As we reported three days ago, Microsoft is considered likely to try taking its buyout offer directly to Yahoo's shareholders. The move might push shareholders to oust the company's board and run with the takeover offer, which board members have deemed too low and refused.
Apparently, Yahoo also thinks this move is a possibility, because it has issued a letter to shareholders urging them not to fold to a potential direct offer from Microsoft. In the letter, InfoWorld says Yahoo CEO Jerry Yang reiterates that Microsoft's offer is too low, adding that Yahoo is "is the most visited site in the United States, held the top position in online display advertising, and counted almost one out of two of the world's Internet users as its members." Yang doesn't cite numbers, but according to InfoWorld, his assertion regarding online display ads checks out.

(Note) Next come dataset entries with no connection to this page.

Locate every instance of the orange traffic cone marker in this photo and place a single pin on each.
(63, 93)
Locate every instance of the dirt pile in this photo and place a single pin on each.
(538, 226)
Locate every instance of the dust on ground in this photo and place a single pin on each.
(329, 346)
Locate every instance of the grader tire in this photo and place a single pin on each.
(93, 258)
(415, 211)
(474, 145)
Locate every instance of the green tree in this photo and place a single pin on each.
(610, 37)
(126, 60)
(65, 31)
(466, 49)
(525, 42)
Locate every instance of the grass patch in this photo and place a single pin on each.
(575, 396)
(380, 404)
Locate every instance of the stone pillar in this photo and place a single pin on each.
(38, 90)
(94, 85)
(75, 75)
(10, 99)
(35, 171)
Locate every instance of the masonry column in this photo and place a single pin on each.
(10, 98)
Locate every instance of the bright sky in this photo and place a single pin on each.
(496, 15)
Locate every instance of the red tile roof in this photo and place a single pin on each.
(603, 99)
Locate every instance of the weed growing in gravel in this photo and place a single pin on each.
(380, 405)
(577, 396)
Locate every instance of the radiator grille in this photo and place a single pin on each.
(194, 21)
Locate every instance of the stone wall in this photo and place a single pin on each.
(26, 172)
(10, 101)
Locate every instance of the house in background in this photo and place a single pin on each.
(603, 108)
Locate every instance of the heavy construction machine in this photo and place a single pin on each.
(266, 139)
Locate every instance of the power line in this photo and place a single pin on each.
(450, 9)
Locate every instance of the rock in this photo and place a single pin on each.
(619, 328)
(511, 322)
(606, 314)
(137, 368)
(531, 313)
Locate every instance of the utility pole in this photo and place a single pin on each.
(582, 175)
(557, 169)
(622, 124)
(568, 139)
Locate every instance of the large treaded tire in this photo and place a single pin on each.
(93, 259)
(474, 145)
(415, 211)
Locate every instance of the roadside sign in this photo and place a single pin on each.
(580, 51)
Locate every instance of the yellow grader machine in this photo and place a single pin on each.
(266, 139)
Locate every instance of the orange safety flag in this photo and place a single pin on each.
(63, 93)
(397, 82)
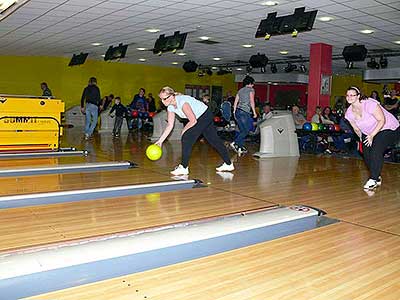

The letter also shows signs of hope for Yahoo's future, with Yang saying his company plans to increase visits to its domains "by 15 percent per year over the next several years." Yang adds that Yahoo will improve its advertising services thanks to a new search marketing system dubbed Panama and two acquisitions carried out last year.
Of course, the letter may only turn out to be a way for Yahoo to squeeze a juicier offer out of Microsoft. According to another report by eWeek, market researchers believe Yahoo's board has a "duty" to shareholders to accept a buyout from Microsoft eventually. Other deals—such as potential partnerships with Google and News Corp.—would be of lesser value to shareholders, which might cause them to sue the company. One of the researchers predicts Yahoo will eventually sell to Microsoft at a "modestly higher price" than the initial $44.6 billion offer, which has since decreased in value to $42 billion.